Rand Paul raised quite a stir last Wednesday (May 19, 2010) with comments made in an interview with MSNBC’s Rachael Maddow, as reported by The Huffington Post (http://tinyurl.com/2bpfare). What people don’t take into consideration are five very important things. First, Ms. Maddow broached the subject, not Mr. Paul. Second, there is no movement to repeal any provisions of the CRA. Third, the constitutionality of the Civil Rights Act (CRA) has been decided by the Supreme Court. Fourth, even if the CRA were repealed tomorrow, it would have no effective difference in our world. Fifth, Mr. Paul was absolutely correct.

Rachael Maddow brought up the subject of the constitutionality of the Civil Rights Act (1964). Obviously, she did so knowing how he had responded previously when asked about the issue, which was in standard Libertarian fashion. Maddow decided to set Mr. Paul up for a “gotcha” moment, having negatively framed follow-up questions ready for however he answered. If he answers one way, he is leader of an evil cabal set upon returning Blacks to the cotton fields. If he answers the other, he is an ideologically inconsistent or lying leader of the evil cabal seeking the return of Blacks to the cotton fields. A word of advice to Mr. Paul, don’t go on shows where ideologues control the cameras and the mikes (but the weekend shows aren’t them).

There is no movement to repeal the Civil Rights Act. There are no groups holding rallies. No one’s chanting, “Hey, hey, hey. Gotta end the CRA”. Even in the hard-core, skin-headed, white supremacists’ wildest racist dreams, they know better than to believe it would ever happen (and I use racists in this example due to their very impure motives).

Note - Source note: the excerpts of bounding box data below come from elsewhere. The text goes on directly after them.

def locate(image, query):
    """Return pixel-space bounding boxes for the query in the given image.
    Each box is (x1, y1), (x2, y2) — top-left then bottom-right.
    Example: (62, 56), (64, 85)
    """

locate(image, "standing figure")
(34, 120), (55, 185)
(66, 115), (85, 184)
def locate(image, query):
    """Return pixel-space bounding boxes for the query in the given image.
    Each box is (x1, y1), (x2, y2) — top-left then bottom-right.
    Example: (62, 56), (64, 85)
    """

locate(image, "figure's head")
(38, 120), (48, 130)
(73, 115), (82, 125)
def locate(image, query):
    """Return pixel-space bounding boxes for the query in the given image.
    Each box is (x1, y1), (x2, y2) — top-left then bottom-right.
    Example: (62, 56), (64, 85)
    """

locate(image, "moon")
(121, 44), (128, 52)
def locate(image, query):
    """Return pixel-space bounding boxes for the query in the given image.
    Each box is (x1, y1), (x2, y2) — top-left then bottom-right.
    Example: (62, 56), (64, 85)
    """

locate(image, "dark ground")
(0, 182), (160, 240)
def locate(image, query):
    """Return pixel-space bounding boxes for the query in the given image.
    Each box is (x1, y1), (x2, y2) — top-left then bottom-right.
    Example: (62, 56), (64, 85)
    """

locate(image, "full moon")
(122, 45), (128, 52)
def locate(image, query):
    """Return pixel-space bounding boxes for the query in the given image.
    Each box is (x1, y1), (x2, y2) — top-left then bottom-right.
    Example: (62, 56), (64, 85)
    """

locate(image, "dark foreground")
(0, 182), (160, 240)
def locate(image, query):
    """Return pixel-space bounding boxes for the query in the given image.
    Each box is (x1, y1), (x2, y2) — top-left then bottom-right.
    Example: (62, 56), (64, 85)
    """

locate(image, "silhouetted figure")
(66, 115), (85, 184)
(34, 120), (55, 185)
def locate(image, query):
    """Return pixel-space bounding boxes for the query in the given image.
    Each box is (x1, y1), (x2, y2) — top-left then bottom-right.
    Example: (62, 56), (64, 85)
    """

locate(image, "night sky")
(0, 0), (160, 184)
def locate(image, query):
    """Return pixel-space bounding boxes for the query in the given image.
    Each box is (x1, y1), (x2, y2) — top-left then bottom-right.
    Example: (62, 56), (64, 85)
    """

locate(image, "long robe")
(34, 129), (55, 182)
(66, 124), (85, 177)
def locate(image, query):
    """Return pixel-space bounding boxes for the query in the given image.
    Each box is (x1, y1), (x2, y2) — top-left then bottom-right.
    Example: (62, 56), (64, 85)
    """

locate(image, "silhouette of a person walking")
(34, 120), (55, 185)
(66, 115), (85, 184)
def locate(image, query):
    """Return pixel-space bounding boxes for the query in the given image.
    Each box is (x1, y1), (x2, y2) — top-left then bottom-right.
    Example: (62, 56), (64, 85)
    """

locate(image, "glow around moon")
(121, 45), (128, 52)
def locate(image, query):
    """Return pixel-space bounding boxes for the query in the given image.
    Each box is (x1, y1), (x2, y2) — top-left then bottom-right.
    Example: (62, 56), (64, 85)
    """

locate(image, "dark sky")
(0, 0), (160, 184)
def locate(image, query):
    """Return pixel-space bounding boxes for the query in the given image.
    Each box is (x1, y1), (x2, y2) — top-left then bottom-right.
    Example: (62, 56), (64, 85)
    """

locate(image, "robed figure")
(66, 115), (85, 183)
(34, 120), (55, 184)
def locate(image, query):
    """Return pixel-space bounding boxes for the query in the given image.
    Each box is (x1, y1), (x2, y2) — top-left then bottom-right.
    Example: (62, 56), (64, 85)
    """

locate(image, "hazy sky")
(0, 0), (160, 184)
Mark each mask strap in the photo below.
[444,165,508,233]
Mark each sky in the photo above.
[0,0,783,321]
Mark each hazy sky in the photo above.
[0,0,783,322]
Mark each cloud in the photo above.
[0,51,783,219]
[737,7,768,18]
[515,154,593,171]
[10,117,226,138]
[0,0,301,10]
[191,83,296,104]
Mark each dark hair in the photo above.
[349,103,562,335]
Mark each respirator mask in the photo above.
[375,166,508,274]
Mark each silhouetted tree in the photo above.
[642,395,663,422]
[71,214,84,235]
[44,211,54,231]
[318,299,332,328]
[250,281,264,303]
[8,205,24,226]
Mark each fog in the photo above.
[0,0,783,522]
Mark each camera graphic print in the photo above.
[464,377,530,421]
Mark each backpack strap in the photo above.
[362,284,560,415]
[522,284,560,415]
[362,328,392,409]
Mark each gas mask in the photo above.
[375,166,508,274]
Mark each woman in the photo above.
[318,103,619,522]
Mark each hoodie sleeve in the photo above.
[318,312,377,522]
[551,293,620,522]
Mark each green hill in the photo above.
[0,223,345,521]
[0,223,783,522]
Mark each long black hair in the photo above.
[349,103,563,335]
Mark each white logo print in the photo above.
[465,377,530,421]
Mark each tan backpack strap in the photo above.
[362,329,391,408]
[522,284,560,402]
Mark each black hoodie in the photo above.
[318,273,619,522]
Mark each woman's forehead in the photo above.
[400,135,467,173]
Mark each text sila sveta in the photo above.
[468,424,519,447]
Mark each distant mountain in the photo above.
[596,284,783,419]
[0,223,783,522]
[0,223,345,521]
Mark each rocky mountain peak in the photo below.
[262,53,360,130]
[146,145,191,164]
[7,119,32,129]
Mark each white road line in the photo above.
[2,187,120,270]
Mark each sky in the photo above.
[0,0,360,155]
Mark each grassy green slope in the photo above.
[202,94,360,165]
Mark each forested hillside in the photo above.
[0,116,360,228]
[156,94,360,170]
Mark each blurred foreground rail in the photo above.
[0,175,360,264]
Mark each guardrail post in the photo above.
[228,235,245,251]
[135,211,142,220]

The Civil Rights Act will not be overturned in whole or part for the unforeseeable future. It has weathered multiple Court challenges to its many provisions. I don’t believe there are even any cases in the pipeline to bring it up before the Supreme Court for review. It’s here to stay, judicially.

If the public accommodations provision of the Civil Rights Act were rescinded, the world as we know it would change in no perceptible way. Customers of all races and creeds would continue to eat in restaurants throughout the country. Hotels would still take in all weary travelers who can afford to stay in them, turning none away if a bed was available. Hospitals would tend to the sick and wounded of every shape and color. We have actually reached the point where the good intentions of those who proposed this law have come to fruition. We have a law we no longer need, because the overwhelming majority of the people in this country now see the kind of behavior it sought to prevent as reprehensible. Brava!

However, Rand Paul and the Libertarians are 100% correct in saying that the “public accommodations” provision of the Civil Rights Act was and is unconstitutional. Another thing, the politicians who proposed, backed and, ultimately, voted for those provisions knew so as well. They knowingly passed an unconstitutional law because they believed in its good intentions and because they “must do something” (the three most dreaded words in a Republic).

I’m not saying the entire law was unconstitutional. The provisions of the Civil Rights Act concerning actions by State governments were exactly in line with the intent of the Fourteenth Amendment. Civil Rights Acts passed in the wake of the Civil War sought to do many of these palliative measures. Unfortunately, most of these laws were overturned by Democrat appointees to the Supreme Court. In the rush to complete Reconstruction, proper protections for former slaves were never permanently implemented. Those laws which did remain on the books eventually went unenforced as the Democratic Party and its landed (white, former slave-owning) interests quickly retook control of State legislatures.

It must be stated (unfortunately) that a “true” understanding of Libertarianism leads one to oppose government action favoring any one group over another. The ideal is to have the least possible government intrusion into one’s life. Whenever government picks winners and losers, we all actually lose due to the misuse and misdirection of power. So, you will find no one with a truly libertarian bent thinking “it’s just fine” for someone to be racist. However, you will find those using the libertarians’ arguments to forward their own sectarian concerns, but these same people would change their tune the moment Statist arguments worked more in their favor.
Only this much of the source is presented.